If ever there was an area in drastic need of reform in the area of crime, it is civil forfeiture. The following is a horror story now being played out in similar fashion across the country.
A couple had their car seized by the police after their son was pulled over for a window tint violation. In the car was found a small amount of cash and a small amount of marijuana not reaching the level to lead police to believe that this person was a dealer. This was personal cash and recreational marijuana for personal use. The car belonged to the parents. The prosecutor in Navajo County, Arizona filed an application to seize the car and notified the parents.
They, in turn, consulted a lawyer who informed them that the chances of prevailing were slim, but they could try for a $4,000 retainer which they could not afford. They decided to challenge the seizure on their own by filing the appropriate paperwork with the prosecutor’s office. This included a 29-page appendix of evidence and documents attesting to the fact that they were the owners of the car, that the car had been paid off 2 years previously and that they had title to the car. In short, the car was not the property of their son. Additionally, once notified they had only 30 days to respond with supporting documentation and they did comply with the 30-day window.
In their handwritten petition to the prosecutor’s office which the prosecutor admits was received in a timely manner, they had forgotten four words. For that omission, the petition was never forwarded to the court by the prosecutor for the court’s consideration. Those four words were: “under penalty of perjury.” Because they did not write these words before their signature, the prosecutor considered the petition “null and void.” In essence, although never charged with a crime, the prosecutor decided that the civil forfeiture could continue without the court’s approval. There was no need to include the court, the prosecutor contends, because the petition was “null and void.”
Unfortunately, these types of cases are popping up all around the country. In San Diego County, prosecutors seized the personal bank accounts of an entire family- the joint accounts of the parents and those of two teenage daughters. The parents were the owners of a medical marijuana processing center. Police SUSPECTED a clandestine drug operation even though the owners complied with California law, paid their taxes, and had operated publicly for over two years. Another $324,000 was seized from the business itself and the operation- legal!- was shut down.
This was a joint local-federal raid on the business by 30 heavily-armed police officers. Federal authorities refused to file charges based on the Rohrbacher-Farr amendment which prohibits federal funds for being used for prosecution against any business complying with state medical marijuana laws. The San Diego County prosecutor also declined to file any charges against the owners or business. Nine months after declining to file any charges of any kind, the business is still shuttered and the family is out over $100,000 in personal finances. San Diego County is still in possession of that over $400,000.
This is how civil forfeiture works and amounts to nothing less than policing for profit.

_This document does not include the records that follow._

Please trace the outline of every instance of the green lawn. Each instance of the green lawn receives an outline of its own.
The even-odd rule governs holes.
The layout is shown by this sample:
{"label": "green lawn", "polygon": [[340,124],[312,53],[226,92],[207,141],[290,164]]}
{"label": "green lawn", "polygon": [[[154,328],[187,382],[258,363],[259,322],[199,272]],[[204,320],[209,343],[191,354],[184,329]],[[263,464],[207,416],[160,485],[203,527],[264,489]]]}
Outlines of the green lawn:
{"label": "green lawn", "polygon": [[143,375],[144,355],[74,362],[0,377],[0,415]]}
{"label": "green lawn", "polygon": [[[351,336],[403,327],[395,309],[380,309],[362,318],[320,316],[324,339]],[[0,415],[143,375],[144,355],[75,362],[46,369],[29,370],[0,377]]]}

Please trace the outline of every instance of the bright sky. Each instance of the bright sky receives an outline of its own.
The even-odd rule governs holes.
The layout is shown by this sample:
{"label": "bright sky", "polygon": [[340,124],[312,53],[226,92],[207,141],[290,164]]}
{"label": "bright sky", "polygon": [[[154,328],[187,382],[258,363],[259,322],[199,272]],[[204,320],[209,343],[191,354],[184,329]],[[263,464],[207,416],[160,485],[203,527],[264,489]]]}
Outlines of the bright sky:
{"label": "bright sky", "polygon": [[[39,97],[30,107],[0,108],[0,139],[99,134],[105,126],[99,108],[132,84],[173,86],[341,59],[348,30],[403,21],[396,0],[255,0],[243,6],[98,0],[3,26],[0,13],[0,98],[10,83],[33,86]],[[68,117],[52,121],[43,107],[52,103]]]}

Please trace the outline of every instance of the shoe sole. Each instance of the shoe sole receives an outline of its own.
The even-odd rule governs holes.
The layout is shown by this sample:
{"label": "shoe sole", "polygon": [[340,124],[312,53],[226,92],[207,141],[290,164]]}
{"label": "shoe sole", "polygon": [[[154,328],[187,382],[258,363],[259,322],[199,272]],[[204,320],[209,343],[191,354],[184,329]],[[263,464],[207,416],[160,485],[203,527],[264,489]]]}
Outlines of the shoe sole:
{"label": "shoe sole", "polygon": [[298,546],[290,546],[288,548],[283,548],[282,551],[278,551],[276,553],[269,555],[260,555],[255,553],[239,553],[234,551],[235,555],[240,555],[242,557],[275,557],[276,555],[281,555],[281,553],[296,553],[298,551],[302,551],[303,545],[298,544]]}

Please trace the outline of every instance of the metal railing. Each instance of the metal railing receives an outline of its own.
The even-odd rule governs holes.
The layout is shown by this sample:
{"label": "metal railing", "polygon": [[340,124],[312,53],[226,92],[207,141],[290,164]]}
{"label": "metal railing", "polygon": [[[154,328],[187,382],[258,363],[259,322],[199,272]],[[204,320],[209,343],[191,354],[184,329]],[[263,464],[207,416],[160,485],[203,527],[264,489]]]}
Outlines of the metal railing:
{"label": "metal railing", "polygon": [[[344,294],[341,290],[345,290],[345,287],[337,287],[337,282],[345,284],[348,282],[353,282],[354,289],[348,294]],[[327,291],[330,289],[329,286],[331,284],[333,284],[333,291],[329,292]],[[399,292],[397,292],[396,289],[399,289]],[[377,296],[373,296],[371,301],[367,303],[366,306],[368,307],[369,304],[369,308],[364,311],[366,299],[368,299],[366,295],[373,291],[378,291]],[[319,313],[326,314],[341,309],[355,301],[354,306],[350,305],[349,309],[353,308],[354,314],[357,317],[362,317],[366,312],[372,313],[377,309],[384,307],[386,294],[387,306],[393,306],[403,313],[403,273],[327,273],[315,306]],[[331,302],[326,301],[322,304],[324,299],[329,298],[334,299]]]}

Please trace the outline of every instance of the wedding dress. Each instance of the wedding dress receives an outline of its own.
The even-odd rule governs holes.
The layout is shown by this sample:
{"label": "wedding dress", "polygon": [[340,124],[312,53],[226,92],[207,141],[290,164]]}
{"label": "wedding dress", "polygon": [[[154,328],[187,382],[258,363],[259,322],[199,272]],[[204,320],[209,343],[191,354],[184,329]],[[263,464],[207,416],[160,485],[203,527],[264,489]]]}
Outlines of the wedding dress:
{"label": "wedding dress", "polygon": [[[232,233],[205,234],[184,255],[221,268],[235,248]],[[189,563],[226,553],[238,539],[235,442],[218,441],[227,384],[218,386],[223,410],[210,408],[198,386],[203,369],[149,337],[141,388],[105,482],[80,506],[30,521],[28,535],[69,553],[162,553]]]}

Along the way are scattered victims whose lives have been upended not based on criminal activity as determined by a jury of their peers or an independent judge, but based on the suspicions of law enforcement. They may not have a criminal record, but they are certainly financially burdened nevertheless and in some cases extremely so.
Civil forfeiture has completely upended a central tenet of American law enshrined in our Constitution: that the accused is presumed innocent until proven otherwise. While one can understand the government’s motive for passing and enforcing laws preventing the accused from using the fruits of ill-gotten gains, that is usually not the case. Wall Street insider trading defendants are afforded greater leniency than a couple in Arizona or a business owner in California.
There is the case of the Iowa restaurant owner who ran the business for 38 years and had her entire bank account seized by the IRS over erroneous charges of structuring bank deposits to avoid CTR compliance measures. A case similar to the one involving the car in Arizona occurred in New Jersey where a woman’s son used her car to set up a marijuana deal with an undercover officer even though no cash was exchanged and no marijuana was found in the car. Instead, the son faced conspiracy (not possession) charges, pleaded guilty and served his punishment. The prosecutor seized the car nevertheless despite ample proof that the boy’s mother- a member of the county sheriff’s department- did not know what her son was doing, nor did she condone it. But, being the owner of that vehicle, she pays the penalty.
If we on the Right are going to oppose the blatant abuse of eminent domain by the government to increase tax revenue as in the horrible Kelo decision, then we must also oppose these onerous civil forfeiture regimes prevalent in many states which amount to nothing more than a stealth form of eminent domain disguised in the language of law enforcement. Some states have already started the process, but they are the precious few. The federal government can set an example by reforming their laws and procedures, reigning in the IRS and redirecting them from law enforcement to revenue collection, and establishing some semblance of due process when it comes to seizures and the timely return of anything seized upon a finding of innocence and, in the case of guilt or pleas of guilty, prorating the necessary nexus between ill-gotten gains and those legitimately obtained.